Il est retourné aux soins intensifs à la suite d’une insuffisance rénale. Cette fois, son séjour a été prolongé. Lorsqu’il a finalement été transféré dans une salle, il pesait 65 livres, devait recevoir des traitements de dialyse, et selon ses médecins, il était évident qu’il ne quitterait pas l’hôpital. Une réunion d’urgence a été tenue le jour où Spencer a commencé à saigner de façon incontrôlable et à perdre connaissance. La famille, notamment sa grand-mère, était persuadée que Spencer se rétablirait, même s’il devait retourner une fois de plus aux soins intensifs. Spencer ne semblait pas si sûr. Après quelques jours, il a demandé à me voir et à rencontrer l’aîné des services de santé autochtone en privé. Il avait lu la documentation sur l’établissement d’un plan préalable de soins. Nous avons discuté tous les trois du document et Spencer était d’avis qu’il devait établir un plan maintenant. Il ne souhaitait pas retourner aux soins intensifs, mais il croyait que même sa mandataire choisirait cette solution pour lui s’il était frappé d’incapacité. Il ne voulait également plus recevoir de traitements de dialyse et être alimenté par sonde. Bref, il arrivait à la fin de sa vie. Il a été clair sur le fait qu’il ne voulait pas décevoir sa famille. Il était effrayé à l’idée d’en discuter avec sa grand-mère et ses enfants. Il craignait qu’ils ne comprennent pas tout ce qu’il avait dû endurer lors de son dernier séjour aux soins intensifs et comment il se sentait maintenant. Nous nous sommes réunis en groupe et avons discuté de ses volontés. La discussion a été très longue. Au début, la famille était bouleversée par les choix qu’il avait faits. Le document a été examiné par les membres du groupe pendant deux jours. Des copies ont été remises à sa mandataire pour les membres de la famille qui n’avaient pas pu être présents à la réunion.

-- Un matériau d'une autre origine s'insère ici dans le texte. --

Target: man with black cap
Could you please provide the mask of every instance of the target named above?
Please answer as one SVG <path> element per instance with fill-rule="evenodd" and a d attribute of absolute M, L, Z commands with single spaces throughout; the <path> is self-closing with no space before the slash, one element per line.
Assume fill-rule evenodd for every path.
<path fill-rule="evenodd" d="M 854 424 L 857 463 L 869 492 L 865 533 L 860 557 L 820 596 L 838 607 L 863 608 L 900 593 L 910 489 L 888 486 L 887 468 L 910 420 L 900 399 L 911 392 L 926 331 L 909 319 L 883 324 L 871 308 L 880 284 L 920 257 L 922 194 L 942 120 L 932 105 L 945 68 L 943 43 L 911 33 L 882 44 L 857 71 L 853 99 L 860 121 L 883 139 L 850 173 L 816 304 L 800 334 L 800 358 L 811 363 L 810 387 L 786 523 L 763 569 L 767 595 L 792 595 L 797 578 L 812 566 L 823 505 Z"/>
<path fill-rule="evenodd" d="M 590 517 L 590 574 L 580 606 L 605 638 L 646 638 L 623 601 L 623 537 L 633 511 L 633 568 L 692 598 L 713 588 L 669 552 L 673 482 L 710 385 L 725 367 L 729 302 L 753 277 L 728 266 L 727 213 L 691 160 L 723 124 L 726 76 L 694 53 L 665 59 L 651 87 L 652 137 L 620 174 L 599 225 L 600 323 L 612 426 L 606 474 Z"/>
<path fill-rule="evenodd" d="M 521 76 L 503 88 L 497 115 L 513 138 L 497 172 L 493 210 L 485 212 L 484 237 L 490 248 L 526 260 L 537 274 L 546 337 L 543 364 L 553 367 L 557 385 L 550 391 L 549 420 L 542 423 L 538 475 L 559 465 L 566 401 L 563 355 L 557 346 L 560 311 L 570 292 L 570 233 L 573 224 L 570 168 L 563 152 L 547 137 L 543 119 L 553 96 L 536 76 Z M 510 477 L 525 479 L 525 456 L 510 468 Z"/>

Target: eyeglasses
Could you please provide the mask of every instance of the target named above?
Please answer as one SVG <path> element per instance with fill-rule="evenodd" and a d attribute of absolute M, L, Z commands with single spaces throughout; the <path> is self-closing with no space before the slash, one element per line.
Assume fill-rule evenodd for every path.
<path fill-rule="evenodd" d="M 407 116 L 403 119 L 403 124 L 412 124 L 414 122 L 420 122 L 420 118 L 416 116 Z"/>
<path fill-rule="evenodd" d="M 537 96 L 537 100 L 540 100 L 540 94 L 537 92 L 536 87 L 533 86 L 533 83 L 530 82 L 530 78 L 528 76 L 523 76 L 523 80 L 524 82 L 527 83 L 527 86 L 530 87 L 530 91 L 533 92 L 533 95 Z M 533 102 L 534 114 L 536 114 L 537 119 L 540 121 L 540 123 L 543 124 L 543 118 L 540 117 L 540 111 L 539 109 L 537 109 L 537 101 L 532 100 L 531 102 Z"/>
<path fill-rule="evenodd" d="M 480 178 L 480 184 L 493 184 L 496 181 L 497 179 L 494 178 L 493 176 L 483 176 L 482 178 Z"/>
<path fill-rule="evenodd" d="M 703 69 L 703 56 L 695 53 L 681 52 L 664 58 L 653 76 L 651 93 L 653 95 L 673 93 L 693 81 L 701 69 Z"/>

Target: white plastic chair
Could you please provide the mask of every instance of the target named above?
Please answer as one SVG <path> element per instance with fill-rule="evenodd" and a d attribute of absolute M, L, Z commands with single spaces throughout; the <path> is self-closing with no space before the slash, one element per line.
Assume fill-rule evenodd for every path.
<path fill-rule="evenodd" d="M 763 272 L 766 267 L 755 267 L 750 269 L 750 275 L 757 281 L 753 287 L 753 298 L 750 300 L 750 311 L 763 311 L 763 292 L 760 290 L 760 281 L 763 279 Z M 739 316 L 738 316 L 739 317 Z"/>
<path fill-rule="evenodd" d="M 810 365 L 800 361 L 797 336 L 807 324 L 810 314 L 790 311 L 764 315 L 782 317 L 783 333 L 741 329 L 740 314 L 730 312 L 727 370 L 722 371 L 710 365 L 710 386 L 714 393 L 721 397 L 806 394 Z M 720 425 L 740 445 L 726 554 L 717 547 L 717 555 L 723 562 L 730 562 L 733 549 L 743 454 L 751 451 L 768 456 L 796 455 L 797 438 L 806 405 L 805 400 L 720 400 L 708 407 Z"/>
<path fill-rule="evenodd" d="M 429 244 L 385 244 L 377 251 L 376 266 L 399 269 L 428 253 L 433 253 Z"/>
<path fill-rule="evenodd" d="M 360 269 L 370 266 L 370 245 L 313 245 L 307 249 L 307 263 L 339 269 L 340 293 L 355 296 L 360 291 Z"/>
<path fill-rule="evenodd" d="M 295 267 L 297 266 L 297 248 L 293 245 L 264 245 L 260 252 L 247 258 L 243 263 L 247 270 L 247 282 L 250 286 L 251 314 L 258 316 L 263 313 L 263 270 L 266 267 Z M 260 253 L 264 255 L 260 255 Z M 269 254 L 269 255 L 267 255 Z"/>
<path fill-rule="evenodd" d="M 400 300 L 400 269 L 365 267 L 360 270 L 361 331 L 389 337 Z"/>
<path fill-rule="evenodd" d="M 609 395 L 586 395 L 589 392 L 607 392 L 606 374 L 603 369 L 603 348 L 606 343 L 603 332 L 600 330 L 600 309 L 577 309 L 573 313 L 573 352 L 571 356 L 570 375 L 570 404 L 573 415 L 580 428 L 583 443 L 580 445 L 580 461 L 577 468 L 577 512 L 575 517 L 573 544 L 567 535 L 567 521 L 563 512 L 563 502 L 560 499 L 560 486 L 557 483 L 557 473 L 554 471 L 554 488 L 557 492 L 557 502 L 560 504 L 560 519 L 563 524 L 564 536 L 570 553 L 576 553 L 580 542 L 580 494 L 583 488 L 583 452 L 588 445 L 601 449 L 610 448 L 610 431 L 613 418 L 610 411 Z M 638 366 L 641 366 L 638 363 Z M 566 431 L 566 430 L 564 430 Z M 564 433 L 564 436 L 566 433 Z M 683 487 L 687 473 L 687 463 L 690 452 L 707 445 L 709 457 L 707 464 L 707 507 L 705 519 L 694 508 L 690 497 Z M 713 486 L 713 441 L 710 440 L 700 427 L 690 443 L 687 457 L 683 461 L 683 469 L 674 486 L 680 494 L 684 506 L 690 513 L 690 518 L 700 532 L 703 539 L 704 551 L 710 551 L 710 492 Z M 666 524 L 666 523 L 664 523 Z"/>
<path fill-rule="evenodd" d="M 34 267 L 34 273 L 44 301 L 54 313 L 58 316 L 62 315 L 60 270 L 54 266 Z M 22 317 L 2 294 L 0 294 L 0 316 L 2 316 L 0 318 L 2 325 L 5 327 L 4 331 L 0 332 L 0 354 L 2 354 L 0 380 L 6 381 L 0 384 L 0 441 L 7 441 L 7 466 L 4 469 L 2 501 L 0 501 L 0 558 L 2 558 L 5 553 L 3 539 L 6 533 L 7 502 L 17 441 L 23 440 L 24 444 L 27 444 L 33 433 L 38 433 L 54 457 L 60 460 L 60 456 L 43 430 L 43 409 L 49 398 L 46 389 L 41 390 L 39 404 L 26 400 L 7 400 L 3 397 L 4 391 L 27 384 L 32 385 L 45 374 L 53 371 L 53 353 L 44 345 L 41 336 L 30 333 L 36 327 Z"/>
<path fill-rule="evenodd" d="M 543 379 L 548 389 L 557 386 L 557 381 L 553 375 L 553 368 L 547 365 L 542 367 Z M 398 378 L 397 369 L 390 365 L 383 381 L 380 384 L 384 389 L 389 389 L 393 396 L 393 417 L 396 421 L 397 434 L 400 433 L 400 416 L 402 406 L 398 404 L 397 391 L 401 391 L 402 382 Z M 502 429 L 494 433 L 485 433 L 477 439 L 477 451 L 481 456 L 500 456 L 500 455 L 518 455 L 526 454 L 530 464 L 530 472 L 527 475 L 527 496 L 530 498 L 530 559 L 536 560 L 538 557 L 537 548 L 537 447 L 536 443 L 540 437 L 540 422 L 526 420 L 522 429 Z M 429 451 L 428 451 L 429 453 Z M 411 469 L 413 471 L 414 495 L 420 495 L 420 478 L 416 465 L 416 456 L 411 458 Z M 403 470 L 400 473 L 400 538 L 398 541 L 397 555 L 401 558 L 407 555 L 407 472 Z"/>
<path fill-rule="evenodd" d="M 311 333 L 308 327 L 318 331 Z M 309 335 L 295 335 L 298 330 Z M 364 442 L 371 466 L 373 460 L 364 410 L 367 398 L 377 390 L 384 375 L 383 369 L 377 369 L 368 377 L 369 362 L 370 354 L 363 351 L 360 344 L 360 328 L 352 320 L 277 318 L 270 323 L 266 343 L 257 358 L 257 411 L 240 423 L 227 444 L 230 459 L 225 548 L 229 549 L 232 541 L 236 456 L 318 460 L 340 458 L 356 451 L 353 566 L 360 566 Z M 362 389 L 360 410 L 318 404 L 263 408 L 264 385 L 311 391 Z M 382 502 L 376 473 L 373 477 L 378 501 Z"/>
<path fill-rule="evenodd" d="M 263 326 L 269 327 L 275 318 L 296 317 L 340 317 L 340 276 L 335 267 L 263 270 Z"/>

Spencer a perdu la voix quelques jours plus tard. Il semblait fixer quelque chose au loin. Dans la tradition autochtone, on croit qu’une personne reçoit la visite de ses ancêtres à la fin de sa vie et que ce sont eux qu’elle regarde. Il ne pouvait plus communiquer.
J’étais là lorsque Spencer est décédé. Sa fille, qui était à peine adolescente, a demandé à sa grand-mère pourquoi les médecins n’aidaient plus son père. Sa grand-mère a sorti un document plié et usagé dans lequel Spencer avait indiqué les soins qu’il désirait recevoir à la fin de sa vie. Elle a assis sa petite-fille sur ses genoux et a lu le document à haute voix au groupe près du lit. La grand-mère m’a demandé d’expliquer à sa petite-fille qu’il s’agissait des volontés de son père et que c’était sa dignité.

Je n’ai pas dit un mot. Elle a simplement pris la main de son père dans la sienne et a dit : « c’est bon papa, je comprends ».

Témoignage d’un consultant en soins de santé pour autochtones, dans le cadre du programme de planification préalable des soins de la région sanitaire de Regina Qu’Appelle, 2012.